How could the autonomous vehicle impact car design? It’s a question brewing in design circles worldwide. Paul Snyder, Chair of the College for Creative Studies’ Transportation Design program, offers his thoughts.
Sex may in some way explain the fierce resistance of auto enthusiasts and practitioners to view future transportation through any other lens than one framed by history, the racetrack, the concourse, or the auction. In other words, an extreme interest in cars — like many passions and pastimes — is core to our identities. Like with sex, we have nostalgia and desire with our best, our worst and our fantasy.
These were my thoughts recently, following a panel discussion I participated in on the subject of the autonomous vehicle’s impact on car design. I was surprised by the reaction I received after my avocation of the ‘sexy box’ as the future of transportation. Even the product designer next to me responded with a defense of the perfectly proportioned car.

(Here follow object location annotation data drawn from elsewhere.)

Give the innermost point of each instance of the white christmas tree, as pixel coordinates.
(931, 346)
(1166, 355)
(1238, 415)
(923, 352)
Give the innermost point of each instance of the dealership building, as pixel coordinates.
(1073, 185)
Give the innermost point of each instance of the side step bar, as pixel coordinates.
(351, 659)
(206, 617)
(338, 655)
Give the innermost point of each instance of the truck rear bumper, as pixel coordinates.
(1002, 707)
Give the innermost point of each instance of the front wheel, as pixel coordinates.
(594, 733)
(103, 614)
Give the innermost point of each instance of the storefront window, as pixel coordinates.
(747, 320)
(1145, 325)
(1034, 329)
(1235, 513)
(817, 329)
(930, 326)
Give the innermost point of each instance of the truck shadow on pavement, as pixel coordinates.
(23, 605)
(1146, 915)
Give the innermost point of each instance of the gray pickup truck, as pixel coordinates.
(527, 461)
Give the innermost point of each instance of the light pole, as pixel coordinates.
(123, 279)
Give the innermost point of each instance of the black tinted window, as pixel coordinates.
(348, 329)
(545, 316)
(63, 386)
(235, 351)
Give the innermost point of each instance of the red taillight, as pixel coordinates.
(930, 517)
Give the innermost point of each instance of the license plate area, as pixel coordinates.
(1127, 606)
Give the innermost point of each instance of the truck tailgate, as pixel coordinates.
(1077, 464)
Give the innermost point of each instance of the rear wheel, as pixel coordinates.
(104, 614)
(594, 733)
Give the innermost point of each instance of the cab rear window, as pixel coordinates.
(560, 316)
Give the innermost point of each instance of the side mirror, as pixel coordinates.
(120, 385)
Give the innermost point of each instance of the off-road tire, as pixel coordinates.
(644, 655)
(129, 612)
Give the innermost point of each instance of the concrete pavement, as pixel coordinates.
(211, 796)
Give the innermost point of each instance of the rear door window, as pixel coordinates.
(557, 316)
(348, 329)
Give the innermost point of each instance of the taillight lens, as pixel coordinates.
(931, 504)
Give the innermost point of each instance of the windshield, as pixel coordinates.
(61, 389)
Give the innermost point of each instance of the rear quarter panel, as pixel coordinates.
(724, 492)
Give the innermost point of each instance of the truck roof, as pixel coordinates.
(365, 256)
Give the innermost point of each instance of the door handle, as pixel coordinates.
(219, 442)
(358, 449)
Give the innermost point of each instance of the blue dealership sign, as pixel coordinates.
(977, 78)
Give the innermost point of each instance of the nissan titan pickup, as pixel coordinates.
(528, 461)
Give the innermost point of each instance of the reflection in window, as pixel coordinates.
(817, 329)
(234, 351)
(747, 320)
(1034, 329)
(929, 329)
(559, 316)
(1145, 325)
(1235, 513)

Yet as a matter of efficiency, practicality and inevitability, the ‘box’ is very much in the future of transportation design, and its value as ‘sexy’ is simply a matter of who wants it and who designs it — something to be considered not in the same ways we are used to.

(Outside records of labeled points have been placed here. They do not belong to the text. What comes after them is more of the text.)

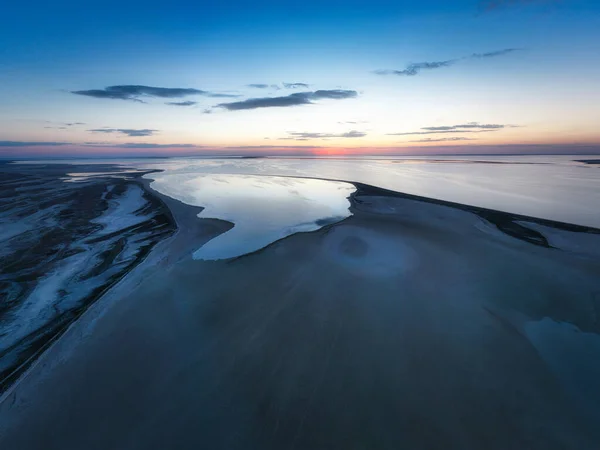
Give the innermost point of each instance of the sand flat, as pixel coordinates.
(407, 325)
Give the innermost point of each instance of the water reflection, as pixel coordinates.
(263, 209)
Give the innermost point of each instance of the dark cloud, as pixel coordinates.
(135, 92)
(471, 127)
(187, 103)
(416, 68)
(126, 131)
(444, 139)
(30, 144)
(299, 98)
(304, 136)
(296, 85)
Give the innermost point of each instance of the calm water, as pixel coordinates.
(262, 209)
(267, 198)
(549, 187)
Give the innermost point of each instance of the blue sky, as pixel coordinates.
(339, 77)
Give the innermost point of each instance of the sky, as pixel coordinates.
(326, 77)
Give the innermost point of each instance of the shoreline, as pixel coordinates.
(408, 299)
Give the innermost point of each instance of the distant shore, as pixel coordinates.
(409, 316)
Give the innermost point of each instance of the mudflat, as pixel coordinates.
(411, 324)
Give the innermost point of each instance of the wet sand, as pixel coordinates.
(411, 324)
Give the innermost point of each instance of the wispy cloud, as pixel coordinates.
(296, 99)
(302, 136)
(352, 122)
(148, 145)
(416, 68)
(30, 144)
(126, 131)
(296, 85)
(137, 92)
(62, 125)
(505, 51)
(468, 126)
(444, 139)
(471, 127)
(263, 86)
(186, 103)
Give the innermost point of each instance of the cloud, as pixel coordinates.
(62, 125)
(491, 5)
(263, 86)
(493, 54)
(471, 127)
(30, 144)
(187, 103)
(305, 136)
(416, 68)
(352, 122)
(296, 85)
(444, 139)
(261, 147)
(126, 131)
(147, 145)
(134, 92)
(299, 98)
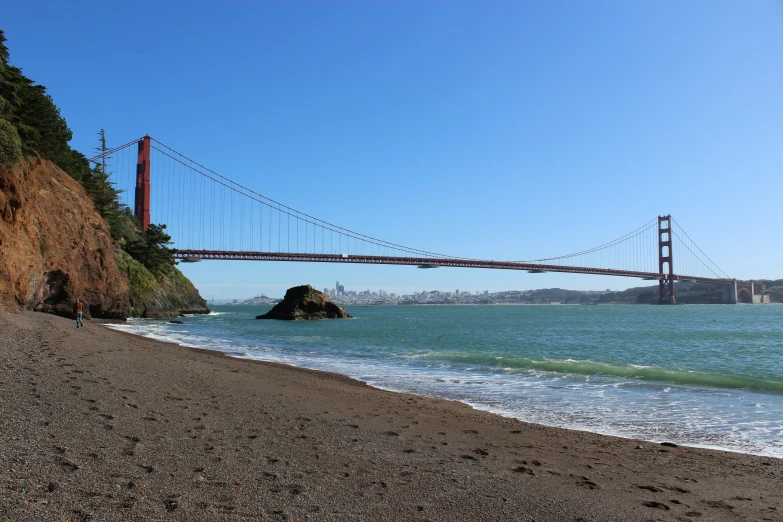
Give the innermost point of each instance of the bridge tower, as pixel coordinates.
(665, 265)
(142, 203)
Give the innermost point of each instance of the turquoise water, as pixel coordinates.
(701, 375)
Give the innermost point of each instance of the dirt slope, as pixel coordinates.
(54, 246)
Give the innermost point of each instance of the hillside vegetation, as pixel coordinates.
(31, 126)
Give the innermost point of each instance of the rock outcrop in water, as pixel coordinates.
(305, 302)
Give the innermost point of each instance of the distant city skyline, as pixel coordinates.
(506, 131)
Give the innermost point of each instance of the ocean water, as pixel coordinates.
(699, 375)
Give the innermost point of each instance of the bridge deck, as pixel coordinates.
(429, 263)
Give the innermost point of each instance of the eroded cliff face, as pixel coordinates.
(54, 246)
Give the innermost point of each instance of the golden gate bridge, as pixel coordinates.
(223, 220)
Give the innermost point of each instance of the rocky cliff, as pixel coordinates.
(55, 247)
(305, 302)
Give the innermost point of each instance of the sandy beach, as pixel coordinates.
(100, 425)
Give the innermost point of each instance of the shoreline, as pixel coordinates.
(597, 429)
(123, 426)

As an avatar, it can still enhance our sense of identity, like arriving with an attractive or important partner on our arm. Simply put, the derision of future mobility as appliance won’t happen unless we as visual stakeholders allow it to. I think it’s safe to say nobody wants future mobility solutions to look like rolling toasters or huge happy gumdrops.

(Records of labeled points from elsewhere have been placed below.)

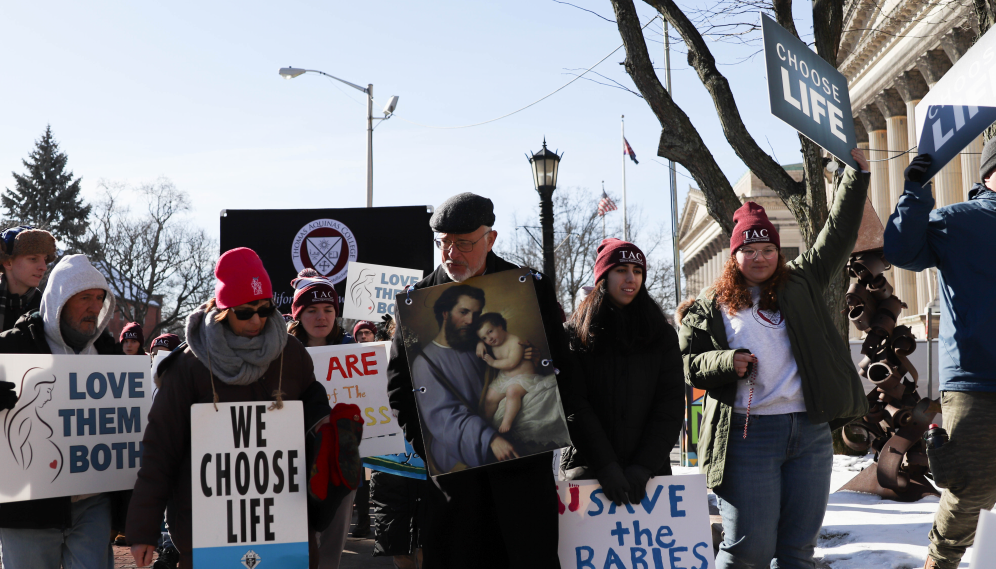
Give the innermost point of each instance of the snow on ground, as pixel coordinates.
(863, 531)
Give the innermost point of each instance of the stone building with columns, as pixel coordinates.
(892, 52)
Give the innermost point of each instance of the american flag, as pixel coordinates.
(605, 205)
(628, 150)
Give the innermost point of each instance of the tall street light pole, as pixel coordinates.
(292, 72)
(545, 165)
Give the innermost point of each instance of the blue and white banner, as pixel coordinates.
(807, 92)
(248, 485)
(668, 528)
(77, 426)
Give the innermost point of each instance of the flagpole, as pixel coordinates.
(625, 220)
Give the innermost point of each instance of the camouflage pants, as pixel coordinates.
(970, 419)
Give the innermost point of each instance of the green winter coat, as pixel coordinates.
(830, 383)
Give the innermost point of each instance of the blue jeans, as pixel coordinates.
(774, 494)
(84, 545)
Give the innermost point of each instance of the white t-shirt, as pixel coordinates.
(778, 386)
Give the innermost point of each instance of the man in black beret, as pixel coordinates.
(505, 514)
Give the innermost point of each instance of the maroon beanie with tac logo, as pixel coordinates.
(613, 252)
(752, 226)
(241, 279)
(132, 331)
(312, 290)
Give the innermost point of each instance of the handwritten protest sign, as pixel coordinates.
(370, 289)
(357, 373)
(807, 92)
(669, 528)
(77, 427)
(248, 480)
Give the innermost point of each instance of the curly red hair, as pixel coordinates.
(731, 287)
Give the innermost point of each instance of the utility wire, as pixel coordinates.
(564, 86)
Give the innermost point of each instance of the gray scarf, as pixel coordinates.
(234, 360)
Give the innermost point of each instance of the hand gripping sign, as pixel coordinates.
(959, 107)
(248, 485)
(668, 528)
(357, 374)
(807, 92)
(77, 426)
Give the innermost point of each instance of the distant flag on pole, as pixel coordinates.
(605, 205)
(628, 150)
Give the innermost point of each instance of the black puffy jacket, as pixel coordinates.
(627, 403)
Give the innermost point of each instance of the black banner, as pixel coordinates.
(288, 240)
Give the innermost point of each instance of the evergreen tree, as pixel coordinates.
(47, 196)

In contrast, there have recently been several successful examples of the ‘sexy box’ volume, though none addressing the truly minimized footprint only required to carry four people in comfort and style. Length is easy.
Take for example the Mercedes Vision Tokyo concept, which nicely explores “sensual purity” extending up into a rapidly disappearing need for conventional glazing. Then, most surprising at the Detroit auto show, was the retro-futurist Volkswagen I.D. Buzz concept, wrapping an autonomous vehicle interior in another romantic riff on the summer of love icon.
For the most part, however, these concepts have yet to really separate themselves from the vocabulary and architectures of vehicles past. In order to accomplish this, perhaps it’s time we more seriously consider it a simple challenge of scale, new opportunities and the projection of ourselves into the future. Because the future — like the need for transportation and sex — is unavoidable.